Friday 20 June 08 Result of transformation: the positive control was highly successful, with hundreds of colonies, but no colonies were present on the plate transformed with the BioBrick DNA indicating some problem with the DNA elution. Need to check that we got the method right. Ordered primers for dxs, appY and glgC. There are no forbidden restriction sites in the first two, so primers with full prefix and partial suffix were ordered to clone as EcoRI-SpeI fragments, but glgC has two EcoRI sites which will have to be mutated out. We therefore had a choice of cloning it initially as a XbaI-PstI fragment, or attempting the BABEL system, and decided to try BABEL first. If it proves too unreliable, we will need to order new primers to clone it the old-fashioned way. Primer dxsf1: gat gaattc gcggccgc t *tctaga+ tg agt ttt gat att gcc Primer dxsr1: gc t actagt a tt a tta tgc cag cca ggc ctt g Primer appyf1: gat gaattc gcggccgc t tctaga tg gat tat gtt tgc tcc Primer appyr1: gct actagt a tta tt a gtc aat tgt ttt gtt tat tcc Primer glgcf1: atg gtt agt tta gag aag aac gat c Primer glgcr1: tta tta tcg ctc ctg ttt atg ccc taa c
Tuesday 24 June 08 Sarah S wants to revive one of the BioBricks from the Registry (pBad-GFP), so we'll see whether she can get it to work.
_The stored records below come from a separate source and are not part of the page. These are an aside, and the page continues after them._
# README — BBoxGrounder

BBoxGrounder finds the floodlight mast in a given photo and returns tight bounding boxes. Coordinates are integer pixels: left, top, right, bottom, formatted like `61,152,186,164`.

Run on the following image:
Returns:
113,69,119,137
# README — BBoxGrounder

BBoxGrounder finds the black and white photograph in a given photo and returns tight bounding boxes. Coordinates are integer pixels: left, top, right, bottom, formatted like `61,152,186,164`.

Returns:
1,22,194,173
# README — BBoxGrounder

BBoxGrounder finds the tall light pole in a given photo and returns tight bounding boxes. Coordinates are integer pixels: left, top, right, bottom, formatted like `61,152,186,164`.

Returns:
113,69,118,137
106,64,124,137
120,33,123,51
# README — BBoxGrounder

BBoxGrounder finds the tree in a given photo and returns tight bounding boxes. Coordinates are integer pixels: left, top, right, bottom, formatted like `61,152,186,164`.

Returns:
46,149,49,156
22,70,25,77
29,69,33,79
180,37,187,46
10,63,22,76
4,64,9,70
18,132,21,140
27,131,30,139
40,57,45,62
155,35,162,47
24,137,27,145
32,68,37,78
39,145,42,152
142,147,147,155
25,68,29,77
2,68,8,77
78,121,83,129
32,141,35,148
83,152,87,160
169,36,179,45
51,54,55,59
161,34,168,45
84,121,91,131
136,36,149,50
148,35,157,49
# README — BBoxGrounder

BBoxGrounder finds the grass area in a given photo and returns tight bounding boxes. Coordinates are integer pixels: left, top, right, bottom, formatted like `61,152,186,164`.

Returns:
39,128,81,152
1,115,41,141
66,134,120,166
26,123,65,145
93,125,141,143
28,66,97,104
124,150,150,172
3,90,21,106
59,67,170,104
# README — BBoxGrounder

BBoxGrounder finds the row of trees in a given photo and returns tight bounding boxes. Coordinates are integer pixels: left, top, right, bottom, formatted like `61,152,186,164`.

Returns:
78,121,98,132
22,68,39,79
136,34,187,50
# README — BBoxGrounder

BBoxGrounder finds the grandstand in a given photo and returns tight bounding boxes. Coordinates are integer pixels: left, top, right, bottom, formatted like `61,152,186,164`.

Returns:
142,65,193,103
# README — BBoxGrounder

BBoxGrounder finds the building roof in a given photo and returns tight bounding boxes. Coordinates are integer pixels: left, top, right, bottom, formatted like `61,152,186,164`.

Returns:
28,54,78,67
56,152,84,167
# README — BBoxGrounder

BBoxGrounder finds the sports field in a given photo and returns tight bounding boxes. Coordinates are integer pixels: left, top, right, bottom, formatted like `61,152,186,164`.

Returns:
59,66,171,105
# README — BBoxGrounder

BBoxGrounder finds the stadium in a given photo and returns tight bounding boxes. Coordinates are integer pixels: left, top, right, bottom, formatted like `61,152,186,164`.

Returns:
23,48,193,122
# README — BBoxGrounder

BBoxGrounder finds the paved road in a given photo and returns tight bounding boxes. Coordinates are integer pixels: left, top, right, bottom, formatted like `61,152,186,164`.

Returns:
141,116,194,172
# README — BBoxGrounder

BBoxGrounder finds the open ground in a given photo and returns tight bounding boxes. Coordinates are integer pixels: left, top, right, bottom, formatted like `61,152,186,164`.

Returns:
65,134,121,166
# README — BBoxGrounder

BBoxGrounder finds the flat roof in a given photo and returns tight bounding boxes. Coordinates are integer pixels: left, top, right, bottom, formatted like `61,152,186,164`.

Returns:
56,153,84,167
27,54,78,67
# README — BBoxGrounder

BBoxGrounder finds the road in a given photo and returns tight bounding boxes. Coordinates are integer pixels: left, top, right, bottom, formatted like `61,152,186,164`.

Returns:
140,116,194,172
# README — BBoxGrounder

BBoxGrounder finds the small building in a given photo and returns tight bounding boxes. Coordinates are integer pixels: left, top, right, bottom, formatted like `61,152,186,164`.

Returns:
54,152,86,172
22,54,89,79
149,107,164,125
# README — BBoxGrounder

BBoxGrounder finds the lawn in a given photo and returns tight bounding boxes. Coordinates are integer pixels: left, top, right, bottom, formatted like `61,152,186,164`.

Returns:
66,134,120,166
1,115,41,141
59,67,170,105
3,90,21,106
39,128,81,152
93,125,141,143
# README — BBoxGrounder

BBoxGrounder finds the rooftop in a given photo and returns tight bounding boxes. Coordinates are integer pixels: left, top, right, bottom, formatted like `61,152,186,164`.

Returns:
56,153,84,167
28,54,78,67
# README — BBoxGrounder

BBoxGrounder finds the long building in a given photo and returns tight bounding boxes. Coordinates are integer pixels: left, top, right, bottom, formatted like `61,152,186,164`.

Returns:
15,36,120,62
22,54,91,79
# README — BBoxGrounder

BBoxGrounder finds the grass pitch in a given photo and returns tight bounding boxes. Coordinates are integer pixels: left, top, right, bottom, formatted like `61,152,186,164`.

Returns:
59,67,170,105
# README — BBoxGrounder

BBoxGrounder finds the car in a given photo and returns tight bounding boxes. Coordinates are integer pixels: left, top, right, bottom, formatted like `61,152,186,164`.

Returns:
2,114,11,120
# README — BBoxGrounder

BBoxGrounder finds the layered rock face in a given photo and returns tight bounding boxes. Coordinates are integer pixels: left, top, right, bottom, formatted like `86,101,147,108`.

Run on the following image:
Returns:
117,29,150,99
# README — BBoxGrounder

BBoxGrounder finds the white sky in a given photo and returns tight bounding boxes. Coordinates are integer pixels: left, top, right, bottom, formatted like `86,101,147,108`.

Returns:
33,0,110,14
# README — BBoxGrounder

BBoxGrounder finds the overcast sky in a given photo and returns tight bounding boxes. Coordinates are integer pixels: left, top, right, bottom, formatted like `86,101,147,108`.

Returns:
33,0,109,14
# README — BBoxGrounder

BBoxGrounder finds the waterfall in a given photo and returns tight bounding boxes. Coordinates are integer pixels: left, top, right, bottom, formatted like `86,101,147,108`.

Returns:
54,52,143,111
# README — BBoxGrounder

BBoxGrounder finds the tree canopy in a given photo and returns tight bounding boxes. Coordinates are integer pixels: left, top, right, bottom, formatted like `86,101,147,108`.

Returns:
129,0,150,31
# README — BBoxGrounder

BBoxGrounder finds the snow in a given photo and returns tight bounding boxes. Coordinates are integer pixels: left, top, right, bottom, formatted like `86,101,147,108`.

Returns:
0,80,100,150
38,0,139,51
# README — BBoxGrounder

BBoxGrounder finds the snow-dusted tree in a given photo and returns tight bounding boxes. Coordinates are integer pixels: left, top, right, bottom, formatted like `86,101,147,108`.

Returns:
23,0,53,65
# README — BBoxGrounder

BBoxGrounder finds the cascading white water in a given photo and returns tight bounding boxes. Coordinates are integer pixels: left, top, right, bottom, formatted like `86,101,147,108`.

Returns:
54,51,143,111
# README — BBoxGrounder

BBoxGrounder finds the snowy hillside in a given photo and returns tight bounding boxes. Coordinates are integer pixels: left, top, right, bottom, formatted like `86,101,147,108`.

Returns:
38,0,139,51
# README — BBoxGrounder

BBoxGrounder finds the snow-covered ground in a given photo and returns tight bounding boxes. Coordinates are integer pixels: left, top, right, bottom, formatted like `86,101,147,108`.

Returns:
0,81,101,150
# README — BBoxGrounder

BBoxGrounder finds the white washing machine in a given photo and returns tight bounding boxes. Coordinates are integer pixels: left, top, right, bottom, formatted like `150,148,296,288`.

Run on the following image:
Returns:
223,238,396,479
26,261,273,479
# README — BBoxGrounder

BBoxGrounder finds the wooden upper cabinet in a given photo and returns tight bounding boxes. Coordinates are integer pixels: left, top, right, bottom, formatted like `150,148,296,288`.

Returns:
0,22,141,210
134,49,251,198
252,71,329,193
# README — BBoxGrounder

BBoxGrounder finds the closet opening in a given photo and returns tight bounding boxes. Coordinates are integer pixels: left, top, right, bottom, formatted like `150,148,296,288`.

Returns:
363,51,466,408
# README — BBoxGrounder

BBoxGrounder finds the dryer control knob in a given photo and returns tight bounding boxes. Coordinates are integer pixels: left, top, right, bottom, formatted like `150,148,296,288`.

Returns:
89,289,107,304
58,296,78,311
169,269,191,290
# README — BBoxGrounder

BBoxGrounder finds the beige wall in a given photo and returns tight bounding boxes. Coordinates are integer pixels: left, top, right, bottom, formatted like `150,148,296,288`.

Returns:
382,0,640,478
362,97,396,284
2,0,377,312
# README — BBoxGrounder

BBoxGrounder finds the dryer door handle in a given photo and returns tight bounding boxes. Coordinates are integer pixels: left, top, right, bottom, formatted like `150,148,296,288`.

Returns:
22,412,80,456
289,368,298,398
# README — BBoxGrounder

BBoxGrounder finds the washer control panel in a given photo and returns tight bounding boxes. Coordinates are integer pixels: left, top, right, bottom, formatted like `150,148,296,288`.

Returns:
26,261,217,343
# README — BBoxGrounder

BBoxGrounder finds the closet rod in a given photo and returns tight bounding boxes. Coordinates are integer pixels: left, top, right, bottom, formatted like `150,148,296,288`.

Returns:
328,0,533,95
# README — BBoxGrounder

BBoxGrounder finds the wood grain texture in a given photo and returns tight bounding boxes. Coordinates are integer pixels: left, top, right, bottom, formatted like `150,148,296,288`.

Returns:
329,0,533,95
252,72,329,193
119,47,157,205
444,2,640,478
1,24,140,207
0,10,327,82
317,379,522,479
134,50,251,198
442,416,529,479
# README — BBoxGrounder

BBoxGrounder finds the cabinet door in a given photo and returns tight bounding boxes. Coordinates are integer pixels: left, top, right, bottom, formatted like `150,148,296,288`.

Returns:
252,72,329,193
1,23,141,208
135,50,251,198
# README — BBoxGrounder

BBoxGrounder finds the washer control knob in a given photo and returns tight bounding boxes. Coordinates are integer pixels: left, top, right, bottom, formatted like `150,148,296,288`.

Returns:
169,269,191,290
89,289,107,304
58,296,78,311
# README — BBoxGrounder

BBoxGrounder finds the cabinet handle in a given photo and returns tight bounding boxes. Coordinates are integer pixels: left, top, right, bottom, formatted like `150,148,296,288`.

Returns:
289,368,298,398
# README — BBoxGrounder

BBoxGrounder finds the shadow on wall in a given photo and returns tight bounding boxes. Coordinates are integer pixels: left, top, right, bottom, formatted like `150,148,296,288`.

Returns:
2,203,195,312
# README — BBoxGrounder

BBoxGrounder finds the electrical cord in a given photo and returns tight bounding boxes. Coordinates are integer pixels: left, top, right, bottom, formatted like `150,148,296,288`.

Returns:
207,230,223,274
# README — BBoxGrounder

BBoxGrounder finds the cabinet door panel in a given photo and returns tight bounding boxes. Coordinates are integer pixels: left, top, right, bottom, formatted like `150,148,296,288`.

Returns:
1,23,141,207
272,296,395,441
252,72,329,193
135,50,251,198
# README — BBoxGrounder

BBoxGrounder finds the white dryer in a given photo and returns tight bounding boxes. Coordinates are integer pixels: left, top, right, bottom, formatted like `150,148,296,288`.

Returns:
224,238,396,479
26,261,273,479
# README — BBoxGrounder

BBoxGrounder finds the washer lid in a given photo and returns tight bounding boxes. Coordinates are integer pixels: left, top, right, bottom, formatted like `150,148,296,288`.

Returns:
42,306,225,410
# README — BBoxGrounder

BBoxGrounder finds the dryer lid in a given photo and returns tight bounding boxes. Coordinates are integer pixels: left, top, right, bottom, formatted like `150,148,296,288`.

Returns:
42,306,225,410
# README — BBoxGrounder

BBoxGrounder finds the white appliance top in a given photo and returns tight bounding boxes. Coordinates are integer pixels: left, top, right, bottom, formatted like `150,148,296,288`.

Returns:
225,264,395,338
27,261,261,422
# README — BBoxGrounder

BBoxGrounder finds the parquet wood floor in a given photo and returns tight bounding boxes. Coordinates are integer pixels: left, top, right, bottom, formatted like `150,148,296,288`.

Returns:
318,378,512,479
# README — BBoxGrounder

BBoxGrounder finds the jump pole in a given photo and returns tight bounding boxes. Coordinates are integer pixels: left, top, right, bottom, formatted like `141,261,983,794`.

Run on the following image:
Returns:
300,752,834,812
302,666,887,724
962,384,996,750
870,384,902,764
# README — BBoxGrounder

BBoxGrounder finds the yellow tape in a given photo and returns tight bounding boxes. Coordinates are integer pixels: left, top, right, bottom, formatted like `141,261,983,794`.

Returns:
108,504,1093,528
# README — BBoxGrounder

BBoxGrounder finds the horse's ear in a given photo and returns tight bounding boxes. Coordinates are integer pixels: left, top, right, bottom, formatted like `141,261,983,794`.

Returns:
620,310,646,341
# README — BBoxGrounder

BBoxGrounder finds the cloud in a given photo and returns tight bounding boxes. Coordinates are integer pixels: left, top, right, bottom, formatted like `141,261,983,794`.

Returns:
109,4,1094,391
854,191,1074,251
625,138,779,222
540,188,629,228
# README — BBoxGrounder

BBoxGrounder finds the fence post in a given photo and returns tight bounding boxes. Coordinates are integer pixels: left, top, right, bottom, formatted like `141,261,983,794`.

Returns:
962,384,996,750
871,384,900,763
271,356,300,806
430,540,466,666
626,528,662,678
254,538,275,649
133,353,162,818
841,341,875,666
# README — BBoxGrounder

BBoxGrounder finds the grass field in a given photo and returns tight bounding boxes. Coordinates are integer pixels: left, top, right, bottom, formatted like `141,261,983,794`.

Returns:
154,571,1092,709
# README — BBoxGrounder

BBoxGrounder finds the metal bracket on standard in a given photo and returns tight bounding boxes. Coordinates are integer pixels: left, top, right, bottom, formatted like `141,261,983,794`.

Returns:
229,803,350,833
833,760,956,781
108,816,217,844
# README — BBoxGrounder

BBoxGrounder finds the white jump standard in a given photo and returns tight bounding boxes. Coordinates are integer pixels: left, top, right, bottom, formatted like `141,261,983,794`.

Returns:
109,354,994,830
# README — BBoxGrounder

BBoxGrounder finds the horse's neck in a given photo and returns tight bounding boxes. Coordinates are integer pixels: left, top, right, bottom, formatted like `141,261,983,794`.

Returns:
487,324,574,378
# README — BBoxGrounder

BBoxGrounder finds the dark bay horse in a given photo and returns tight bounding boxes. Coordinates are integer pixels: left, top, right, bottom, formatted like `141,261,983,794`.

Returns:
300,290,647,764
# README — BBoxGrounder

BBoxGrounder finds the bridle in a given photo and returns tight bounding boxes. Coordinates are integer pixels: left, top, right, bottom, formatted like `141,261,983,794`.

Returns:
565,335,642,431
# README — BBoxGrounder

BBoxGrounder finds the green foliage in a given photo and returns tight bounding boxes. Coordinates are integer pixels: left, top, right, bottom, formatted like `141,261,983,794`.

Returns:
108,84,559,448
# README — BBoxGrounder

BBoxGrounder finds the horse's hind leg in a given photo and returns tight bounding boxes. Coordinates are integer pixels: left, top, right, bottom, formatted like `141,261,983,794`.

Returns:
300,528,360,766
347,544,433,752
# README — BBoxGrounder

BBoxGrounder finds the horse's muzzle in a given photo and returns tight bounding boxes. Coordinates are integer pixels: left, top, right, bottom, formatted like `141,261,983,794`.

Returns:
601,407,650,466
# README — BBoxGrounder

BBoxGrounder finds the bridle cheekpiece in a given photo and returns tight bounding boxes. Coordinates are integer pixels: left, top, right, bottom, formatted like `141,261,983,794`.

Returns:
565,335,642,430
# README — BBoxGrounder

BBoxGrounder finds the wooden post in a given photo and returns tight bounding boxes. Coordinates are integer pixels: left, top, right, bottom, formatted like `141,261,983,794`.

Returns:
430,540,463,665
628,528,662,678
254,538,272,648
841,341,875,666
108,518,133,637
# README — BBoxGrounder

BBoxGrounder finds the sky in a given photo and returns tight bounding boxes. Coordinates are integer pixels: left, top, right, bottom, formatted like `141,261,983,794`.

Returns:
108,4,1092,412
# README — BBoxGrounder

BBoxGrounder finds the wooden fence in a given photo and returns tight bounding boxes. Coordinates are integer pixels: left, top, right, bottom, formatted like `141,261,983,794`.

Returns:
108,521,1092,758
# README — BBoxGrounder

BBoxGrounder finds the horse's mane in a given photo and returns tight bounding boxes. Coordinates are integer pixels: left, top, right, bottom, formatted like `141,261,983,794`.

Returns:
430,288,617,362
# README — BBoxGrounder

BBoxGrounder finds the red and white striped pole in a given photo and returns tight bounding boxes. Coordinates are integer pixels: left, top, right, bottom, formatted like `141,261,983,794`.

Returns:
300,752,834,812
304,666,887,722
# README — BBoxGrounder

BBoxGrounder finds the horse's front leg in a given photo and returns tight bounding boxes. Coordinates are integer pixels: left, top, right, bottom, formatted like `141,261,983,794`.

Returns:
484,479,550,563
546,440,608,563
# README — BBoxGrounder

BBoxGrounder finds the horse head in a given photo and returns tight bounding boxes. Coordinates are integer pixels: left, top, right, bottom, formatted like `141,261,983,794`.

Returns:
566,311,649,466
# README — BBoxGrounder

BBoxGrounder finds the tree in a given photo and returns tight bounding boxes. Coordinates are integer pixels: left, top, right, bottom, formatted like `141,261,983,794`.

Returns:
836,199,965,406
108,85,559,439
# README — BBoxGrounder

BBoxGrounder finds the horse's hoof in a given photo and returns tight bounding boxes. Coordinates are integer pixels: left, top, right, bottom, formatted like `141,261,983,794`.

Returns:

Wednesday 25 June 08 Primers arrived. Made up 500 uM stock solutions in EB and 10 uM working solutions (f and r together) in water. Performed PCR with Kod, annealing at 55 C and extending for 38 seconds (expected sizes are: dxs 1862+prefix and suffix; appY 749+prefix and suffix; glgC 1295 with no prefix or suffix (except the extra TAA). Result: all looked good, nice pure bands. Gel 1: markers, empty lane, dsx, appY, glgC, appY (repeat), glgC (repeat), markers.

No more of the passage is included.